Do you use the Geolocation API in your web app? Then you need HTTPS, or it’s going to stop working later this year.
Starting with Chrome version 50, the geolocation API will no longer work for insecure origins. This means that unless you’ve set up HTTPS on your site, it won’t work anymore.
Why does geolocation need HTTPS?
In one word, privacy! Location data is particularly sensitive. Restricting geolocation to secure sites helps protect users from unauthorized access to their data. Quite a few sites are likely to break with this change, but Google engineers have expressed that they’d rather see a few (hundred? thousand?) angry emails than see geolocation privacy leaks.
— Joel Weinberger (@metromoxie) January 21, 2016
Seen against a larger backdrop, this fits with Google’s drive to secure the web, trying to promote HTTPS everywhere. Other cutting edge browser functionality, such as service workers, also require HTTPS, again for security reasons (man-in-the-middle attacks). This move specifically follows from the drive by the Chromium security team to deprecate powerful features on insecure origins. You can see this policy reflected in new features such as service workers, but, as the policy document mentions, it will be retro-applied to legacy features, such as geolocation as we see is forthcoming, as well as getUserMedia() and device orientation.
In another recent post on the blink-dev forum, it was announced that Google’s new compression algorithm (Brotli) would also only be available on secure connections. While the geolocation restriction to HTTPS seems like a sensible thing to do—location data is very sensitive—it’s harder to see the privacy or technical logic behind the Brotli restriction, other than a desire to see everyone move to HTTPS. But, a technical reason is given, and it’s that this will help prevent proxies from mangling content.
What to do about it?
First you need to get an SSL certificate. This doesn’t have to cost you a penny (unless you need to hire someone to make the technical changes for you) since basic, but adequate, SSL certificates are available for free from startssl.com.

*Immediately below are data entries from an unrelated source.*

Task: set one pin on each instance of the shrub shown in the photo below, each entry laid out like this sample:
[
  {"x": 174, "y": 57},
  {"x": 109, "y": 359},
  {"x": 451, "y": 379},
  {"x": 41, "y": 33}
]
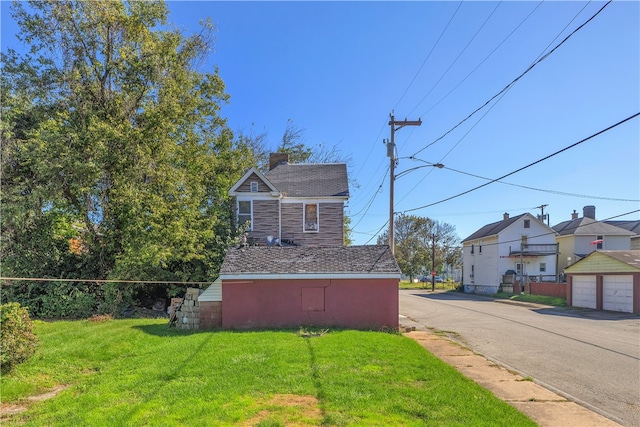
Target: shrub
[{"x": 17, "y": 340}]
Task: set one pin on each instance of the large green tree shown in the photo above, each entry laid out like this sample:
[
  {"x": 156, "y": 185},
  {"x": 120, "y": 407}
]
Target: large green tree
[
  {"x": 423, "y": 245},
  {"x": 115, "y": 160}
]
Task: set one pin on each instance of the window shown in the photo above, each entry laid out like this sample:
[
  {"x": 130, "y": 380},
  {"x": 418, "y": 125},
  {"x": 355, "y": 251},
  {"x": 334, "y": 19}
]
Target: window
[
  {"x": 245, "y": 213},
  {"x": 310, "y": 217}
]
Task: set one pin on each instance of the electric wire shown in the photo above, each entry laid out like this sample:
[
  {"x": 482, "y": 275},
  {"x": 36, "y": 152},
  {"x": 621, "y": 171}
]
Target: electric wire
[
  {"x": 428, "y": 55},
  {"x": 560, "y": 193},
  {"x": 457, "y": 57},
  {"x": 489, "y": 55},
  {"x": 514, "y": 81},
  {"x": 527, "y": 166}
]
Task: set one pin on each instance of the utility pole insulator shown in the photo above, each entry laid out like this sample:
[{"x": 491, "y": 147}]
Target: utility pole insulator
[{"x": 391, "y": 146}]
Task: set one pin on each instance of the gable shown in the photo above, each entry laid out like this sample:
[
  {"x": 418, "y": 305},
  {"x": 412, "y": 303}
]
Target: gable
[
  {"x": 253, "y": 178},
  {"x": 495, "y": 228},
  {"x": 310, "y": 180}
]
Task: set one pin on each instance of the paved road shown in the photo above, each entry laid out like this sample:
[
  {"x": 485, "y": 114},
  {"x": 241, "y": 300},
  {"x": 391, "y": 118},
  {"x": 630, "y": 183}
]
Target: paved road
[{"x": 591, "y": 357}]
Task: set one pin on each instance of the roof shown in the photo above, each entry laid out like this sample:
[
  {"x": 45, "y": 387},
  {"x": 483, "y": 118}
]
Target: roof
[
  {"x": 310, "y": 179},
  {"x": 619, "y": 261},
  {"x": 633, "y": 226},
  {"x": 493, "y": 228},
  {"x": 589, "y": 226},
  {"x": 309, "y": 262}
]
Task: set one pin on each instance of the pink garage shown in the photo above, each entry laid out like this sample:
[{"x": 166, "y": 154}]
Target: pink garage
[{"x": 279, "y": 287}]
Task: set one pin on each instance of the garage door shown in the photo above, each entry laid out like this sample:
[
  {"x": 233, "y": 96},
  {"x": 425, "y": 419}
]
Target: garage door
[
  {"x": 617, "y": 293},
  {"x": 584, "y": 291}
]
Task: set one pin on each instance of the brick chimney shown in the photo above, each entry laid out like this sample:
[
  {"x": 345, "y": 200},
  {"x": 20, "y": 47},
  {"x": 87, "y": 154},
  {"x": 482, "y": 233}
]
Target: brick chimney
[
  {"x": 276, "y": 159},
  {"x": 589, "y": 212}
]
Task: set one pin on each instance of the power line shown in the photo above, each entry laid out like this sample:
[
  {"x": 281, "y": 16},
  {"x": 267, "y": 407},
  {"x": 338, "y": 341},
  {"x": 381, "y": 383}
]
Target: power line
[
  {"x": 458, "y": 57},
  {"x": 146, "y": 282},
  {"x": 428, "y": 56},
  {"x": 527, "y": 166},
  {"x": 561, "y": 193},
  {"x": 514, "y": 81}
]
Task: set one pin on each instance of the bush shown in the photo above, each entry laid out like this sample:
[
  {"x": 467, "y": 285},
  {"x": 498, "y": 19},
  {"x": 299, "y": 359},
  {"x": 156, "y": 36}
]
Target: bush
[{"x": 17, "y": 340}]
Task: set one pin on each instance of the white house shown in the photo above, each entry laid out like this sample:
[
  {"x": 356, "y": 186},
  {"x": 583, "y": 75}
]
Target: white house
[{"x": 523, "y": 245}]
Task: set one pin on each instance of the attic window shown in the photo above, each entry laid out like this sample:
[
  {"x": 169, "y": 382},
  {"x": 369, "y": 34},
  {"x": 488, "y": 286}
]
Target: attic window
[
  {"x": 310, "y": 219},
  {"x": 245, "y": 213}
]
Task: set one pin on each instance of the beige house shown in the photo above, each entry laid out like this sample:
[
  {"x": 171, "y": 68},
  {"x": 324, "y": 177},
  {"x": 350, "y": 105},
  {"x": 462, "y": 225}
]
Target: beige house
[
  {"x": 580, "y": 236},
  {"x": 292, "y": 204}
]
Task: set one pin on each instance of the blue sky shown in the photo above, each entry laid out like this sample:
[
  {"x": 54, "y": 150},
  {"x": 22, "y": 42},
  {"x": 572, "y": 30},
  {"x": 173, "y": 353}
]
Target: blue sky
[{"x": 338, "y": 69}]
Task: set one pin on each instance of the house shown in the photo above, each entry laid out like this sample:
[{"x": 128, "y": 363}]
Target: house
[
  {"x": 605, "y": 280},
  {"x": 293, "y": 204},
  {"x": 633, "y": 227},
  {"x": 293, "y": 286},
  {"x": 578, "y": 237},
  {"x": 294, "y": 270},
  {"x": 522, "y": 245}
]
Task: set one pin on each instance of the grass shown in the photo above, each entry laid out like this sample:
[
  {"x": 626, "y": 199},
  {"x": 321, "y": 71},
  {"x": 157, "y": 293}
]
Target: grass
[
  {"x": 139, "y": 372},
  {"x": 446, "y": 285},
  {"x": 538, "y": 299}
]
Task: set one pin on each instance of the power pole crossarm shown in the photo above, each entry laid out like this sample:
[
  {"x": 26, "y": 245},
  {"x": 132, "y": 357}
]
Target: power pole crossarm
[{"x": 391, "y": 149}]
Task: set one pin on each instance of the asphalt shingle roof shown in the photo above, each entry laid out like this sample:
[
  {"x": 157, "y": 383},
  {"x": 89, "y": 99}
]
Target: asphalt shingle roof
[
  {"x": 588, "y": 226},
  {"x": 310, "y": 179},
  {"x": 367, "y": 259},
  {"x": 493, "y": 228}
]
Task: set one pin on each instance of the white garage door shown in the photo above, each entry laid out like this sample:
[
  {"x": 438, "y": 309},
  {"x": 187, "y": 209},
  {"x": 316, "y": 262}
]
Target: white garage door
[
  {"x": 584, "y": 291},
  {"x": 617, "y": 293}
]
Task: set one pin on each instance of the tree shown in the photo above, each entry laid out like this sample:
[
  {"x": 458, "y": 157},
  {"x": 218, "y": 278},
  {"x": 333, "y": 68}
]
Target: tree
[
  {"x": 415, "y": 239},
  {"x": 112, "y": 142}
]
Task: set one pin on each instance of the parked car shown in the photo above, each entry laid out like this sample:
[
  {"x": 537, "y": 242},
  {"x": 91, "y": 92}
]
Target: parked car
[{"x": 437, "y": 279}]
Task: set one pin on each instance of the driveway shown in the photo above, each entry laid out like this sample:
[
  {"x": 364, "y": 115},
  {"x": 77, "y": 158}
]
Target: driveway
[{"x": 591, "y": 357}]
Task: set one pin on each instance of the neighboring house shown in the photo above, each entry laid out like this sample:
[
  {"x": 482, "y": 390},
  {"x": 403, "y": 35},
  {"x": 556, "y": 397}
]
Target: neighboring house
[
  {"x": 348, "y": 286},
  {"x": 522, "y": 244},
  {"x": 632, "y": 226},
  {"x": 294, "y": 270},
  {"x": 293, "y": 204},
  {"x": 579, "y": 237},
  {"x": 606, "y": 280}
]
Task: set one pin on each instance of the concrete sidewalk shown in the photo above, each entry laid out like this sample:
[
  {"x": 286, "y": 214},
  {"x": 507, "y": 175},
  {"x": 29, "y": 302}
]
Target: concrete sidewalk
[{"x": 545, "y": 407}]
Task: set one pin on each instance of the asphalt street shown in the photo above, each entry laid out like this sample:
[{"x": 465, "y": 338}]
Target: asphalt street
[{"x": 591, "y": 357}]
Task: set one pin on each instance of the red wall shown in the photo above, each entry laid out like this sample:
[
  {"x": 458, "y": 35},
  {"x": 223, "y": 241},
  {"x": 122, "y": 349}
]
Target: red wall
[{"x": 347, "y": 303}]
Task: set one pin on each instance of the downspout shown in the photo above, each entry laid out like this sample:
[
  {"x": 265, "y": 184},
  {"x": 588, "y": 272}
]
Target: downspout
[{"x": 280, "y": 219}]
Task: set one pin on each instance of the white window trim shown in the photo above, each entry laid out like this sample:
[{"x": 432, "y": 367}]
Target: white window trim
[
  {"x": 250, "y": 213},
  {"x": 304, "y": 217}
]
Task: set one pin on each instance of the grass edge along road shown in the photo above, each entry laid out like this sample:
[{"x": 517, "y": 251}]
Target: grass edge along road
[{"x": 139, "y": 372}]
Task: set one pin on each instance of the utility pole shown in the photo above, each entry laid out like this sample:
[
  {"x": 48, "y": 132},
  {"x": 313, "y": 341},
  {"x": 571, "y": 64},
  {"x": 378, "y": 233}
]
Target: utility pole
[
  {"x": 542, "y": 217},
  {"x": 391, "y": 150}
]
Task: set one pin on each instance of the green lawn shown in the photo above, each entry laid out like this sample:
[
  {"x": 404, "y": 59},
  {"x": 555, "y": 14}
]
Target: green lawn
[{"x": 139, "y": 372}]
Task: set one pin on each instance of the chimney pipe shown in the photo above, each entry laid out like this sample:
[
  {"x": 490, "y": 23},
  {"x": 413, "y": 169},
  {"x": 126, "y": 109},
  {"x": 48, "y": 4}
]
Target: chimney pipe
[
  {"x": 276, "y": 159},
  {"x": 589, "y": 212}
]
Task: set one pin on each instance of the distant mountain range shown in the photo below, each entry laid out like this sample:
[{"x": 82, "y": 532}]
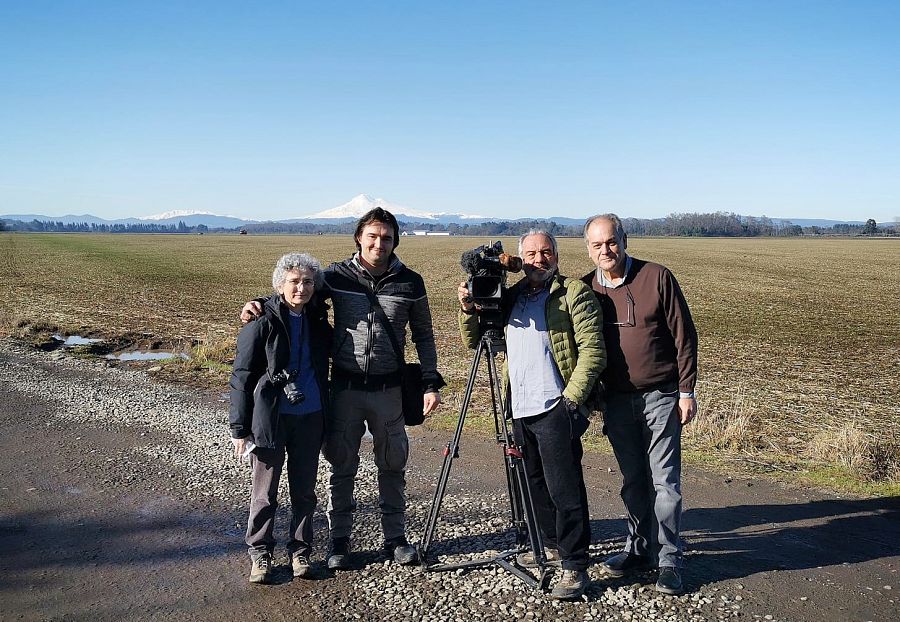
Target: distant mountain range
[{"x": 348, "y": 212}]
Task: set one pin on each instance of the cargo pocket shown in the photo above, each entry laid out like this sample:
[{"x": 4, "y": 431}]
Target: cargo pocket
[
  {"x": 334, "y": 447},
  {"x": 396, "y": 449}
]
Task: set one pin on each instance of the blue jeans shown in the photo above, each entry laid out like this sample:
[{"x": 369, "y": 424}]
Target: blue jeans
[
  {"x": 644, "y": 430},
  {"x": 552, "y": 452}
]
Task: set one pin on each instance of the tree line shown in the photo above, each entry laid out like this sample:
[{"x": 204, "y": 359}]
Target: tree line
[{"x": 718, "y": 224}]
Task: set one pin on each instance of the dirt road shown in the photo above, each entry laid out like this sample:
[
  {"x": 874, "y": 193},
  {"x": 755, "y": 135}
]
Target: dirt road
[{"x": 102, "y": 517}]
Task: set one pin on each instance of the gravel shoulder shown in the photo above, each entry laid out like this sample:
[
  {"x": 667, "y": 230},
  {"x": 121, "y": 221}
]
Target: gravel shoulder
[{"x": 119, "y": 498}]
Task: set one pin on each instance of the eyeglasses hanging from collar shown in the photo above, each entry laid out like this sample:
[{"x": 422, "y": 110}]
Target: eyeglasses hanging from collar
[{"x": 629, "y": 303}]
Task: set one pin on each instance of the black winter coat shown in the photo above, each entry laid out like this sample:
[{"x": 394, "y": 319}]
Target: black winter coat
[{"x": 263, "y": 350}]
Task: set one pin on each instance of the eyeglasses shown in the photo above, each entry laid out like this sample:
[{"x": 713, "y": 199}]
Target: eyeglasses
[{"x": 629, "y": 301}]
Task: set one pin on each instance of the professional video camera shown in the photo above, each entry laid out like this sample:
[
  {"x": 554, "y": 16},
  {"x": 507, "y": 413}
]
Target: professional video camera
[{"x": 487, "y": 267}]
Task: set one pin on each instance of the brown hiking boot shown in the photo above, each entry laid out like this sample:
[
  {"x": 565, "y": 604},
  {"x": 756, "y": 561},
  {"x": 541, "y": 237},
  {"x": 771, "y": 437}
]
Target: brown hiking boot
[
  {"x": 526, "y": 559},
  {"x": 301, "y": 565},
  {"x": 261, "y": 570},
  {"x": 571, "y": 585}
]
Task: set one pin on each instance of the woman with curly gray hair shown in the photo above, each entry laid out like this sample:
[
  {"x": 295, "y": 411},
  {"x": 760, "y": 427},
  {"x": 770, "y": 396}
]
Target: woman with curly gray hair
[{"x": 279, "y": 399}]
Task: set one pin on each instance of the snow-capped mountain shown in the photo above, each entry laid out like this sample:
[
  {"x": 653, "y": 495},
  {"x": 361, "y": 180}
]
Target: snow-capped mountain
[{"x": 362, "y": 203}]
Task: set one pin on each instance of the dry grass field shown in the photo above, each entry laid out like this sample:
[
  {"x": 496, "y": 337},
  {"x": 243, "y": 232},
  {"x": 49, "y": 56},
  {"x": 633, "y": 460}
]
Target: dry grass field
[{"x": 800, "y": 339}]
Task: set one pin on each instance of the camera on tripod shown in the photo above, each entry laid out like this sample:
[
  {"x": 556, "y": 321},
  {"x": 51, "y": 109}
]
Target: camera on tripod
[{"x": 487, "y": 266}]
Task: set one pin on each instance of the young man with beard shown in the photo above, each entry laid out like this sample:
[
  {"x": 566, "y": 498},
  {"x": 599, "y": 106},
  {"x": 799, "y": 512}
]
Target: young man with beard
[{"x": 554, "y": 355}]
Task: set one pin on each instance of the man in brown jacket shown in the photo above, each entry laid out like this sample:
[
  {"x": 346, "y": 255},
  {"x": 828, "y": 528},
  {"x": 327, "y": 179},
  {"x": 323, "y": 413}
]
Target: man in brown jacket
[{"x": 649, "y": 383}]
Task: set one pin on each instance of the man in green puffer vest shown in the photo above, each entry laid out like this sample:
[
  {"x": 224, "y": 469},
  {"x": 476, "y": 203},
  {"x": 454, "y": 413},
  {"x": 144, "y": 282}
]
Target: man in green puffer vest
[{"x": 555, "y": 353}]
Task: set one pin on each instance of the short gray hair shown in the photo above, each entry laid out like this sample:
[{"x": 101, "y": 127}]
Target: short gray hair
[
  {"x": 297, "y": 261},
  {"x": 549, "y": 236},
  {"x": 615, "y": 220}
]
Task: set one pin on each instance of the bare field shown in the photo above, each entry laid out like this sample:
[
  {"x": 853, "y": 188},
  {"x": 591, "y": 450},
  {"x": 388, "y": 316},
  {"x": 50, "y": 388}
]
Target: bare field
[{"x": 800, "y": 339}]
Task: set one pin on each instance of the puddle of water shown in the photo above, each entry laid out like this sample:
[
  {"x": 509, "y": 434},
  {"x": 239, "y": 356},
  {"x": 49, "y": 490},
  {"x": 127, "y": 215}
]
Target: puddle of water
[
  {"x": 75, "y": 340},
  {"x": 147, "y": 355}
]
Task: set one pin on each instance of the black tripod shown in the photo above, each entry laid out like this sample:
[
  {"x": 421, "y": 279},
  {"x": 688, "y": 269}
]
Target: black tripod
[{"x": 522, "y": 513}]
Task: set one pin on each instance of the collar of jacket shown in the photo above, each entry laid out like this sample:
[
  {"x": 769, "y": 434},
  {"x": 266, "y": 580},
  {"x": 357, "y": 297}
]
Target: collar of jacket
[{"x": 394, "y": 266}]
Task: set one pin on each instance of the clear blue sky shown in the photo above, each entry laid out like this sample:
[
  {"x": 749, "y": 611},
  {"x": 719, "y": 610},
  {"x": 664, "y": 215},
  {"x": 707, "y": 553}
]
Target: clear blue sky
[{"x": 507, "y": 109}]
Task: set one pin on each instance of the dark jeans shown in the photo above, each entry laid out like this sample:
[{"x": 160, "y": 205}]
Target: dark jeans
[
  {"x": 300, "y": 438},
  {"x": 552, "y": 451},
  {"x": 644, "y": 429}
]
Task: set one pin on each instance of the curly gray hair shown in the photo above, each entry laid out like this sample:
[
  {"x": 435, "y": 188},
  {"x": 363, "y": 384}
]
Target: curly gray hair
[{"x": 297, "y": 261}]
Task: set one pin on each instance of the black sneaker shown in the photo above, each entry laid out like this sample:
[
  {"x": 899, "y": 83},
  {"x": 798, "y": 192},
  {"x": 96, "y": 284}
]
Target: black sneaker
[
  {"x": 401, "y": 551},
  {"x": 625, "y": 563},
  {"x": 669, "y": 581},
  {"x": 339, "y": 554}
]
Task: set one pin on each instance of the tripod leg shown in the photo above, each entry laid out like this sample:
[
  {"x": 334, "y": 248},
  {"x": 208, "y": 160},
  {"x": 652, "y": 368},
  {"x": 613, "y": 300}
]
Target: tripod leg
[
  {"x": 450, "y": 453},
  {"x": 521, "y": 502}
]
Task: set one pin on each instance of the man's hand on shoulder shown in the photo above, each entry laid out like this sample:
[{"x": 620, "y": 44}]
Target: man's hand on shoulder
[
  {"x": 687, "y": 408},
  {"x": 251, "y": 311},
  {"x": 432, "y": 401}
]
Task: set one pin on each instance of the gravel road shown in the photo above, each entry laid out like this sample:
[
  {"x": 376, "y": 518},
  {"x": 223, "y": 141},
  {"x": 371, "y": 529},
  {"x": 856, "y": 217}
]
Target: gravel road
[{"x": 120, "y": 499}]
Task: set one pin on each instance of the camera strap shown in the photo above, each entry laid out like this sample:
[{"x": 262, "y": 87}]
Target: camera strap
[{"x": 382, "y": 317}]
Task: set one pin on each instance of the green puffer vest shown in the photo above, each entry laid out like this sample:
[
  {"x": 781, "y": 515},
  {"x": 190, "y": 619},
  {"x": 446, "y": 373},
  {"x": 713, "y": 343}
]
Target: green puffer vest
[{"x": 575, "y": 323}]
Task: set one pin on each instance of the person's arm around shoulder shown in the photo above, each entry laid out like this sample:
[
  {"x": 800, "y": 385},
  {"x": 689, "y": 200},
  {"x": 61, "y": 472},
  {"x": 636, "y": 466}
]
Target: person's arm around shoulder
[
  {"x": 252, "y": 310},
  {"x": 421, "y": 330},
  {"x": 587, "y": 326}
]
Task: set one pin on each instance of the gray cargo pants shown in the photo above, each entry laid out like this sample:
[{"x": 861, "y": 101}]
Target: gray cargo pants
[
  {"x": 300, "y": 437},
  {"x": 381, "y": 409},
  {"x": 644, "y": 430}
]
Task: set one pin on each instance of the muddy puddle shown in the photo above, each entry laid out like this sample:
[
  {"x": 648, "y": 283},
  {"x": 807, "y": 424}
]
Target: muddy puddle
[{"x": 96, "y": 346}]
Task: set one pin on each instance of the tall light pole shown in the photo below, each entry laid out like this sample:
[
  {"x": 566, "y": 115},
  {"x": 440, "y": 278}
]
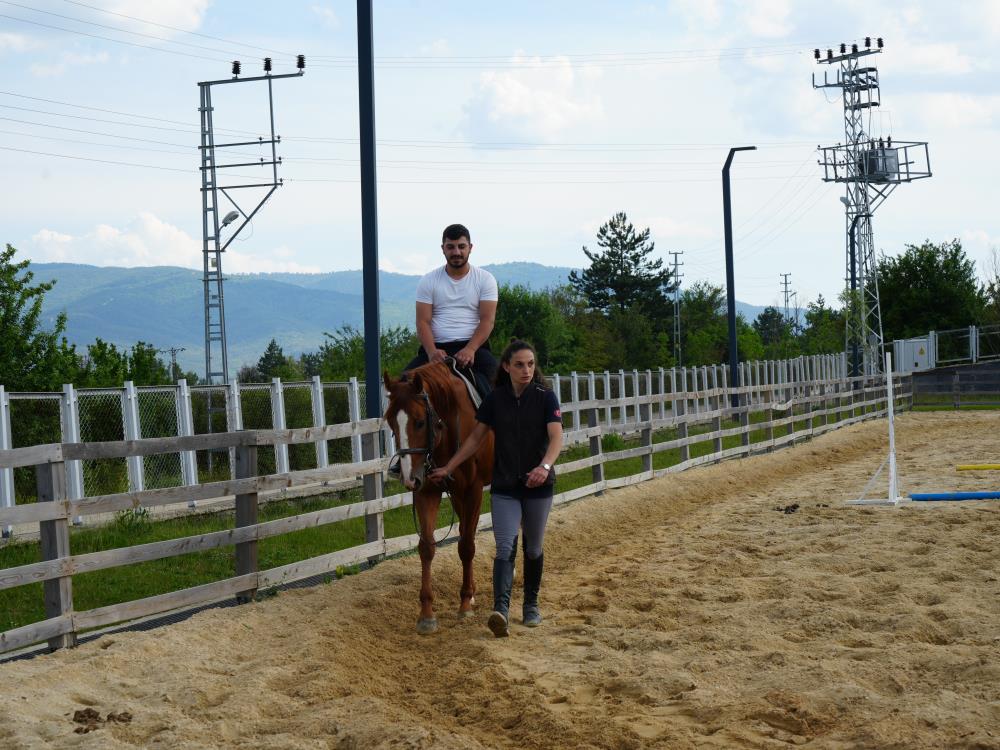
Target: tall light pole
[{"x": 727, "y": 215}]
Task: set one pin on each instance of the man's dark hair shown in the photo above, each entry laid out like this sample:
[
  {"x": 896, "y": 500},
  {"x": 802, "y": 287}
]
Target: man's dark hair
[{"x": 455, "y": 232}]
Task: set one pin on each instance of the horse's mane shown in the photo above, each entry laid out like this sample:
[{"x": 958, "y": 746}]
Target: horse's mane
[{"x": 440, "y": 384}]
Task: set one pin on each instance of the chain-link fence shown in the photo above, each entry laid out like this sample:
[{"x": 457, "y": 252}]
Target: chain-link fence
[
  {"x": 299, "y": 413},
  {"x": 101, "y": 419},
  {"x": 157, "y": 409},
  {"x": 35, "y": 419},
  {"x": 209, "y": 415}
]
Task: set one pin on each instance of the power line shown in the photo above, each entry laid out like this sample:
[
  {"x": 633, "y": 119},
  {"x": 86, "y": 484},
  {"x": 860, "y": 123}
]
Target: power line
[{"x": 111, "y": 39}]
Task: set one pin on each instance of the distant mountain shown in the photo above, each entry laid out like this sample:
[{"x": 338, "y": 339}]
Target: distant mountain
[{"x": 163, "y": 305}]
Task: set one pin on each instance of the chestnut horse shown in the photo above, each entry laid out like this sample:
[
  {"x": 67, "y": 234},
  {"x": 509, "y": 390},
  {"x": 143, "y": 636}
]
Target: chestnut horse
[{"x": 430, "y": 413}]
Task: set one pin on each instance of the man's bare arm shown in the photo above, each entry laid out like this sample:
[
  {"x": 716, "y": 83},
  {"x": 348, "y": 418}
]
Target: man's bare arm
[
  {"x": 487, "y": 317},
  {"x": 425, "y": 310}
]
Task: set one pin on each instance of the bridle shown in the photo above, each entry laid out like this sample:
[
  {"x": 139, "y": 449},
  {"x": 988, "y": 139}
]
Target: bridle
[{"x": 432, "y": 420}]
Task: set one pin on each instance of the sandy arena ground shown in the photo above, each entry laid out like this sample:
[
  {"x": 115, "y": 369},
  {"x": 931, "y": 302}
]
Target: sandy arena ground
[{"x": 686, "y": 612}]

To get a free SSL certificate, you’ll need to set up an account with them. To do this you’ll first need to install their certificate in your browser so that you can log in to their website without a username or password (this is before you get to the SSL certificate for you own website). This might seem slightly confusing—you’re probably more used to logging into a site with a username and password—but if you follow their instructions you’ll have your certificate within half an hour.
Next you need to install the certificate on your server. How to do this will depend on the type of hosting you have, and whether you have shell access. In some cases you may have to ask your host provider to install the certificate for you. Most modern hosting, even shared hosting with shared IP addresses, can support SSL (thanks to SNI). That is to say, you don’t need a dedicated IP address for SSL/HTTPS hosting. Any modern hosting provider should be able to facilitate your move to HTTPS, with or without a dedicated IP address. If they can’t, then it’s time to reconsider your hosting solution!
Let’s Encrypt is another free certificate provider and authority, which will automate the entire process of obtaining and installing the certificate where possible. This is currently in public beta, which means you can get it right now. You’ll need to clone their git repository and then follow the Let’s Encrypt Start Guide here.
When will this happen?
According to the Chromium release calendar, version 50 is due to reach stable channels the week of April 29th. Chromium is the open-source browser that Chrome is based on. So, it could make it into a stable Chrome release maybe eight weeks, maybe twelve weeks—hard to say for sure—but some time soon after this.
What will happen if you do nothing?
If your site remains insecure and it attempts to use the geolocation API, a notice will be output to the console, indicating that it is not available without HTTPS. For the end user, who doesn’t see the console, it simply won’t work.